現地時間23日、ラグビーW杯イングランド大会4日目が行われ、予選プールBの日本代表(世界ランキング11位)は、スコットランド代表(同12位)と対戦した。前半はスコットランドが4本のPGを決められ、7−12と5点のビハインドで終了。後半での逆転を狙ったが、前がかりになる日本のスキを突かれ、5本のトライを許した。10−45で敗れ、連勝はならなかった。日本の通算成績は1勝1敗で勝ち点4。次節は10月3日にサモア代表(世界ランキング10位)と対戦する。
 奇跡の再現はならなかった。前半は接戦を演じたが、後半に入るとスコットランドに力負けした。

 歴史的ジャイアントキリングから中3日。日本は南アフリカ戦から6人スターティングメンバーを入れ替え臨んだ。しかし、疲れのせいか、風にも苦しみ、ハンドリングエラーが目立つ。自陣で反則を犯すと、SHグレイグ・レイドロー(グロスター)が2つのPGを決められ、0−6とリードを許した。

 14分、ペナルティでキックを選択した日本はFB五郎丸歩(ヤマハ発動機)が一気に陣地を打開する。右サイド深い位置で得たラインアウトからドライビングモールでインゴールへと雪崩れ込む。最後はアマナキ・レレィ・マフィ(NTTコミュニケーションズ)がトライ。1点差とすると、五郎丸がコンバージョンを着実に決め、7−6と逆転に成功した。
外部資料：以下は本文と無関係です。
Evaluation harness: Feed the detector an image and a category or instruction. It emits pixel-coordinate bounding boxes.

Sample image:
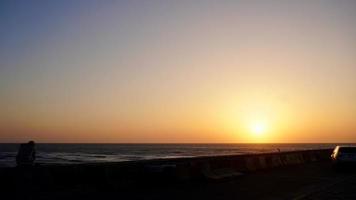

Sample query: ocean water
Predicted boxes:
[0,144,336,167]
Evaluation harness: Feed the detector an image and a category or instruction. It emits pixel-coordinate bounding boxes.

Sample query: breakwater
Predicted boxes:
[0,149,332,186]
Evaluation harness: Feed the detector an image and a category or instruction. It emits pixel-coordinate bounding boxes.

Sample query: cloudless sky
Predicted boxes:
[0,0,356,143]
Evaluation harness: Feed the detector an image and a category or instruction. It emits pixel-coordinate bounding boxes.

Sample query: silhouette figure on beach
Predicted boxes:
[16,141,36,166]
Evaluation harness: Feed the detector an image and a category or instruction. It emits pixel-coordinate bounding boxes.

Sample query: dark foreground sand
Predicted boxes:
[1,151,356,200]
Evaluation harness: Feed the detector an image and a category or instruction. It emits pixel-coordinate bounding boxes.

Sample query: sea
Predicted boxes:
[0,143,344,167]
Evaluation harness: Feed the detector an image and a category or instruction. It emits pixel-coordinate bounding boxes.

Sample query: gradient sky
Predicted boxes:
[0,0,356,143]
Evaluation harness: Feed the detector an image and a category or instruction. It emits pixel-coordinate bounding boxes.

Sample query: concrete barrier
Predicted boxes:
[0,149,332,185]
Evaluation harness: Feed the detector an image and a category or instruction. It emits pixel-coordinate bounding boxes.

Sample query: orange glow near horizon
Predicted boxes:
[0,1,356,143]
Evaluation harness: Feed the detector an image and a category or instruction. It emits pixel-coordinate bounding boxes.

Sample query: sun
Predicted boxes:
[250,122,267,136]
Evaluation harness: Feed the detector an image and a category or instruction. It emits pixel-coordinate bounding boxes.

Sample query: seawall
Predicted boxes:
[0,149,332,186]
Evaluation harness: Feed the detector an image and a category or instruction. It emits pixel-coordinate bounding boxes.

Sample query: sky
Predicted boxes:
[0,0,356,143]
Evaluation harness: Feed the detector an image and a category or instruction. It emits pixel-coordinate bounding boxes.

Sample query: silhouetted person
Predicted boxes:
[16,141,36,166]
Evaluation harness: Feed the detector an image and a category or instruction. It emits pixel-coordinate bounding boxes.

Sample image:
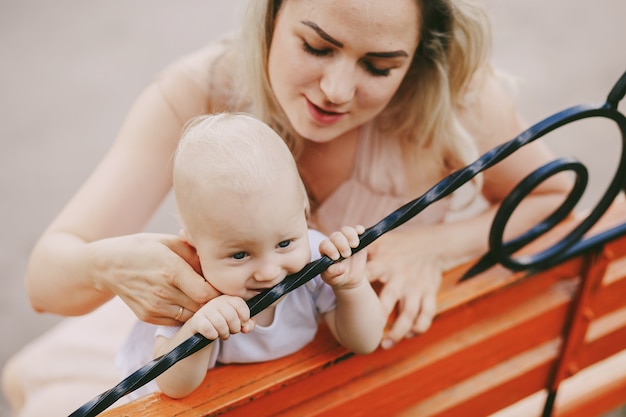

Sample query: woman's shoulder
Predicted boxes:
[153,35,247,118]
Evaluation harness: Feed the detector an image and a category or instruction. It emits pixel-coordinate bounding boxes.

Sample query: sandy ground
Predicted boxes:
[0,0,626,416]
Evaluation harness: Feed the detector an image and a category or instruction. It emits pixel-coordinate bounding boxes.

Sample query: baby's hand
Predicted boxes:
[189,295,254,340]
[320,225,367,289]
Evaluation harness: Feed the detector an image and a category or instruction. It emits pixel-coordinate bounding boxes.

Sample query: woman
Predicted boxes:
[4,0,568,415]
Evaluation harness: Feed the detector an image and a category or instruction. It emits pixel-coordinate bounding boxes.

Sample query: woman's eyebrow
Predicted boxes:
[301,20,409,58]
[301,20,343,48]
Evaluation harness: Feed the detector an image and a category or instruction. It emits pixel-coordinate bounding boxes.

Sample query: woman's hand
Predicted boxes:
[89,233,219,326]
[367,230,442,349]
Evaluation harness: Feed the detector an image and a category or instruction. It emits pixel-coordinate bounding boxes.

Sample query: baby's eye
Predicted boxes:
[278,240,291,248]
[231,252,248,260]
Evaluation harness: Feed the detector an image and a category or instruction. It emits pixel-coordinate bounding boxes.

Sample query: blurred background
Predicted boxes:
[0,0,626,417]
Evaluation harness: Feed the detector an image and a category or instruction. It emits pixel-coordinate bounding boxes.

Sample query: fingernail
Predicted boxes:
[380,339,393,349]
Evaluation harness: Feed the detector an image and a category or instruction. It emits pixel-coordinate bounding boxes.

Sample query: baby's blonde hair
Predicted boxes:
[173,113,308,218]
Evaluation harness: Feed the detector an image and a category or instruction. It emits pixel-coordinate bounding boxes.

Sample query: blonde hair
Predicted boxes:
[173,113,308,216]
[236,0,491,173]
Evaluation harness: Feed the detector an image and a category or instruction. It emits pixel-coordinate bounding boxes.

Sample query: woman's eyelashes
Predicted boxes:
[302,42,391,77]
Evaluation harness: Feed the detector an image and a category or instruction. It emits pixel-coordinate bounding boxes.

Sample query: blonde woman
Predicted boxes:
[4,0,568,416]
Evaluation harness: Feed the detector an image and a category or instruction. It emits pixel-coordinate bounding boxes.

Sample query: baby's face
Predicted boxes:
[189,181,311,300]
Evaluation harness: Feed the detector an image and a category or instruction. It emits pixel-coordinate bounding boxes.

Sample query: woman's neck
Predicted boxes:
[298,129,358,205]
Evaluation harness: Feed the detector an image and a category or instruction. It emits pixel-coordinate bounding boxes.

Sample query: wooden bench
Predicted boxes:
[102,203,626,417]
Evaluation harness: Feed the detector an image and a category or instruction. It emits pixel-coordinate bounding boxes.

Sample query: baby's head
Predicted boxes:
[173,113,310,298]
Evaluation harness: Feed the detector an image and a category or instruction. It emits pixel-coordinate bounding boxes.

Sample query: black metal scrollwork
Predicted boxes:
[70,72,626,417]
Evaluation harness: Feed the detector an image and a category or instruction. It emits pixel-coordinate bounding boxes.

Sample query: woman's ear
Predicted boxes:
[178,227,196,248]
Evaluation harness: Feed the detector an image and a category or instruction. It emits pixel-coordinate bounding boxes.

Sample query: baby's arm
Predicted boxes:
[320,226,385,353]
[154,295,254,398]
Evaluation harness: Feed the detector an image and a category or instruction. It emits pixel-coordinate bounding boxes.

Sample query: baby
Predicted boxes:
[116,113,385,398]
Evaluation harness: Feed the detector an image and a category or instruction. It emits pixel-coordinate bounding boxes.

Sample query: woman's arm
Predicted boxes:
[26,63,214,324]
[368,69,570,347]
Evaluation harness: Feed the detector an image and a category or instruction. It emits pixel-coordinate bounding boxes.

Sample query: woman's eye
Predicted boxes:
[302,42,331,56]
[363,61,391,77]
[278,240,291,248]
[231,252,248,260]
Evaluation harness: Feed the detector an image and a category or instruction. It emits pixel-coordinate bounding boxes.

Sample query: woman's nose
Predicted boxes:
[320,59,356,105]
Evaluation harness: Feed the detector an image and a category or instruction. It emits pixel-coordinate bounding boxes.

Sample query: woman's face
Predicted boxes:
[268,0,419,142]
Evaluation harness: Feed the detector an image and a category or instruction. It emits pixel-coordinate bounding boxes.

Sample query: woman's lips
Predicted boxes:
[306,99,345,125]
 しかし、18分、20分とレイドローにPGを決められ、再びリードを許す。さらに23分には、松島幸太朗(サントリー)にシンビン(10分間の一時退場)を命じられ、1人少ない状態に追い込まれる。このピンチは何とか無失点で凌いだ。

 前半終了間際、スコットランドに攻め込まれ、苦しい展開が続く。最後は左サイドを攻め込まれ、飛ばしパスから大外のWTBがボールをキャッチ。インゴールまで数メートルと、ピンチを迎える。ここで五郎丸が横からタックルを突き刺し、サイドラインへと弾き飛ばした。失点のピンチを防ぎ、5点のビハインドで試合を折り返した。後半勝負の日本にとっては、想定内の前半戦だったはずだ。

 後半5分、前半から強引な突破でスコットランドの脅威になっていたマフィが体を張って、ラインブレイク。しかし、その代償としてプレー続行不可能となり、ピッチを去ることとなった。そこで得たペナルティはショット(PGを狙う)を選択し、五郎丸が決めて10−12と2点差に迫った。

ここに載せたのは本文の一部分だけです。